W tej chwili, mimo iż PiS wygrywa w naszym powiecie wybory do Sejmu i Senatu, ma stąd swoich posłów, a notowania partii są najlepsze w historii, to na mapie dziesięciu gmin w wadowickim partia Jarosława Kaczyńskiego ma tylko jednego wójta.
To Mariusz Krystian ze Spytkowic. On sam jednak straci to stanowisko, jeśli rzeczywiście PiS wprowadzi dwukadencyjność. W 2018 roku wójt Krystian zakończy bowiem drugą kadencję. Jest młodym politykiem i pewnie będzie szukał swojego miejsca na innych szczeblach.

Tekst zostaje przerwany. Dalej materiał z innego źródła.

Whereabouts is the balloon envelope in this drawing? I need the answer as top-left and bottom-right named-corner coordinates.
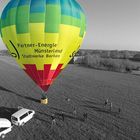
top-left (0, 0), bottom-right (86, 91)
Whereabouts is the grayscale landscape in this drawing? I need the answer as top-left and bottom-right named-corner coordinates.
top-left (0, 56), bottom-right (140, 140)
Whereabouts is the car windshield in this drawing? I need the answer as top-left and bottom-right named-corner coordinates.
top-left (12, 117), bottom-right (18, 121)
top-left (0, 127), bottom-right (8, 132)
top-left (20, 113), bottom-right (28, 120)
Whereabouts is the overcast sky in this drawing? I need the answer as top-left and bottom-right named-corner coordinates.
top-left (0, 0), bottom-right (140, 51)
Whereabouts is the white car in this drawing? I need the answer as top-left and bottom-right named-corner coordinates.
top-left (11, 108), bottom-right (35, 126)
top-left (0, 118), bottom-right (12, 138)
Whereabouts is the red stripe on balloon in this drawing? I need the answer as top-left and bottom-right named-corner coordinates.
top-left (24, 64), bottom-right (63, 91)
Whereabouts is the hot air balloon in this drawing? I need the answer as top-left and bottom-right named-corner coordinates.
top-left (0, 0), bottom-right (86, 103)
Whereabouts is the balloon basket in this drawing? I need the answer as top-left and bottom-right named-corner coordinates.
top-left (41, 98), bottom-right (48, 105)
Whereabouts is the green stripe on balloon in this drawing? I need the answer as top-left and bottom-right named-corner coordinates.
top-left (30, 13), bottom-right (45, 23)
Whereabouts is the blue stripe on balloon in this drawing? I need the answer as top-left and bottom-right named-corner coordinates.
top-left (46, 0), bottom-right (61, 4)
top-left (30, 0), bottom-right (46, 13)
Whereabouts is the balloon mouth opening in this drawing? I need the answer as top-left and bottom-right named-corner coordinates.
top-left (40, 98), bottom-right (48, 105)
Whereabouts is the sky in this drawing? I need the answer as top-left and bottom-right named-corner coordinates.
top-left (0, 0), bottom-right (140, 51)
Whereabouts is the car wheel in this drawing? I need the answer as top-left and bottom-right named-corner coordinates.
top-left (21, 122), bottom-right (25, 126)
top-left (1, 134), bottom-right (5, 139)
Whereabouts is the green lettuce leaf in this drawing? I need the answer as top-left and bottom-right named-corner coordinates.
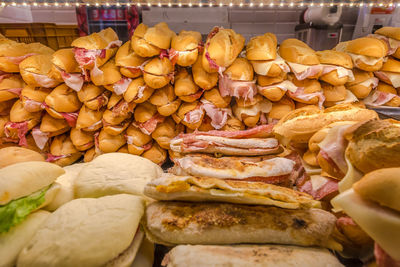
top-left (0, 186), bottom-right (50, 234)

Jak się dowiadujemy, na spotkaniu w Krakowie lokalni samorządowcy z PiS zobowiązali się wobec między innymi premier Beaty Szydło, że przedstawią swoim wyborcom kompletną listę 10 kandydatów na wójtów i burmistrzów w powiecie wadowickim. Na wyłonienie nazwisk mają dużo czasu, bo wybory odbędą się jesienią przyszłego roku.

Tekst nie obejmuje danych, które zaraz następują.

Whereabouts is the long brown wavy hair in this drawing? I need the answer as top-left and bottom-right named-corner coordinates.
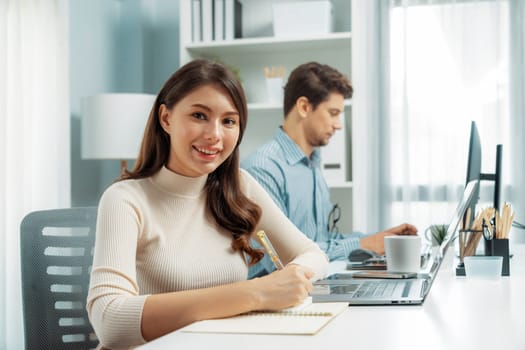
top-left (119, 59), bottom-right (264, 265)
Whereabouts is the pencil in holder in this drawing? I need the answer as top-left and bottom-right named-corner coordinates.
top-left (485, 238), bottom-right (510, 276)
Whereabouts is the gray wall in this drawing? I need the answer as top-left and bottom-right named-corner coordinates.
top-left (69, 0), bottom-right (179, 206)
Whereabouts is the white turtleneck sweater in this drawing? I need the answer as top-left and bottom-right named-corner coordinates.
top-left (87, 167), bottom-right (328, 348)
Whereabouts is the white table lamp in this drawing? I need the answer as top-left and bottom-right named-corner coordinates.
top-left (81, 93), bottom-right (155, 172)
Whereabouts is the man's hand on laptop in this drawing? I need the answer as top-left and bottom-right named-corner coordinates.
top-left (360, 223), bottom-right (417, 255)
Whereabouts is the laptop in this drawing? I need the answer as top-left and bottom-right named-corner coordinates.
top-left (310, 180), bottom-right (479, 305)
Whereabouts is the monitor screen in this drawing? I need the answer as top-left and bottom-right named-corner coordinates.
top-left (465, 121), bottom-right (481, 220)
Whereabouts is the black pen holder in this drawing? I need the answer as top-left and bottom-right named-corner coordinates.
top-left (485, 238), bottom-right (510, 276)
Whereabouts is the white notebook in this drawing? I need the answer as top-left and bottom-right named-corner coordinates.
top-left (181, 302), bottom-right (348, 335)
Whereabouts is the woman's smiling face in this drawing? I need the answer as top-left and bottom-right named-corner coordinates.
top-left (159, 85), bottom-right (240, 177)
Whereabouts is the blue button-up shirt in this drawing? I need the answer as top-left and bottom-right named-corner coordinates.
top-left (241, 127), bottom-right (362, 278)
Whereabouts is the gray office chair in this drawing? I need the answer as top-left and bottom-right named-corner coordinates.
top-left (20, 207), bottom-right (98, 350)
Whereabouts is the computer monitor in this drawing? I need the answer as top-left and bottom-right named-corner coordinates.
top-left (465, 121), bottom-right (503, 217)
top-left (465, 121), bottom-right (481, 217)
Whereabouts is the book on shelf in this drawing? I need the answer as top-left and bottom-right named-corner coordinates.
top-left (213, 0), bottom-right (224, 41)
top-left (191, 0), bottom-right (202, 42)
top-left (224, 0), bottom-right (242, 40)
top-left (181, 302), bottom-right (348, 335)
top-left (201, 0), bottom-right (213, 41)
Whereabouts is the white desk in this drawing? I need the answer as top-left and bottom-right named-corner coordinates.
top-left (139, 245), bottom-right (525, 350)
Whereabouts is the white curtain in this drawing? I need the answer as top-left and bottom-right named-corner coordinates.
top-left (352, 0), bottom-right (525, 238)
top-left (0, 0), bottom-right (70, 349)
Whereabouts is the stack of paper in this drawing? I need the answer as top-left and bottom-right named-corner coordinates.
top-left (181, 302), bottom-right (348, 335)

W piątkowym spotkaniu z prezesem PIS Jarosławem Kaczyńskim w sali krakowskiego Sokoła uczestniczyli m.in. premier...
Opublikowany przez Radny Województwa Małopolskiego Rafał Stuglik na 28 styczeń 2017
"OSOBY, KTÓRE PRZEDSTAWIĄ WYBORCOM KONKRETNY PROGRAM"

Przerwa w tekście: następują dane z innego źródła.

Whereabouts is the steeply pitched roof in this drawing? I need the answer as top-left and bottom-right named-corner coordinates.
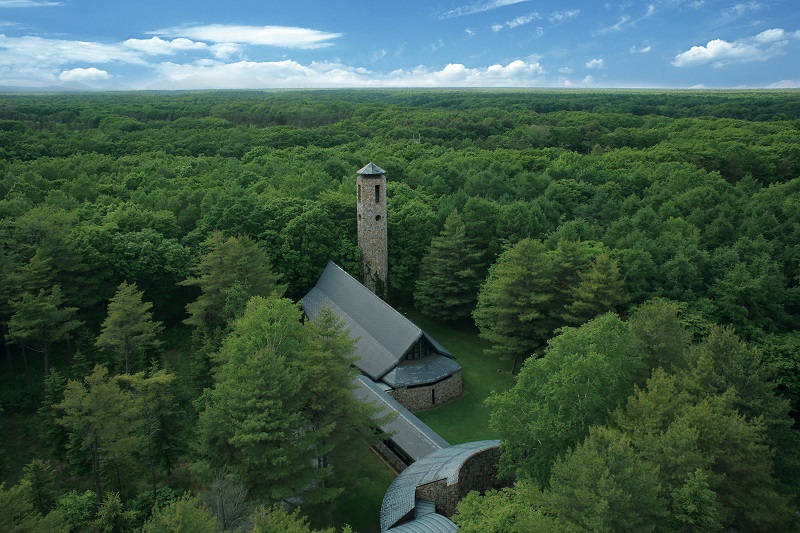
top-left (353, 376), bottom-right (450, 461)
top-left (357, 161), bottom-right (386, 176)
top-left (302, 262), bottom-right (460, 381)
top-left (381, 440), bottom-right (500, 531)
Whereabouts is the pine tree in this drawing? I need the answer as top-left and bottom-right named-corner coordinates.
top-left (564, 253), bottom-right (627, 326)
top-left (197, 297), bottom-right (324, 502)
top-left (6, 285), bottom-right (82, 377)
top-left (303, 307), bottom-right (388, 522)
top-left (95, 281), bottom-right (163, 374)
top-left (181, 231), bottom-right (286, 330)
top-left (58, 365), bottom-right (143, 505)
top-left (472, 239), bottom-right (558, 368)
top-left (414, 211), bottom-right (482, 321)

Na pewno priorytetem są wybory w Wadowicach i w Andrychowie oraz Kalwarii Zebrzydowskiej, gdzie Prawo i Sprawiedliwość wystawi własnych kandydatów. Tak zwani "kandydaci niezależni" czyli osoby, które nie czują się związani z programem naszego ugrupowania to scenariusz, który w tej chwili nie jest rozważany. Chcemy, by były to osoby, które przedstawią wyborcom konkretny program zgodny z programem Prawa i Sprawiedliwości i będą go realizować po wyborach. Nasze ugrupowanie jest bowiem jedyną partią w Polsce, o której można powiedzieć, że realizuje swoje obietnice wyborcze - mówi nam jeden samorządowców uczestniczących w tym spotkaniu.
PiS zatem nie chce już stawiać na osoby, które zabiegają o poparcie elektoratu prawicowego, a potem w swoim działaniu szkodzą ludziom, którzy na nich głosują. Kogo tak naprawdę przedstawiciele partii rządzącej mają na myśli?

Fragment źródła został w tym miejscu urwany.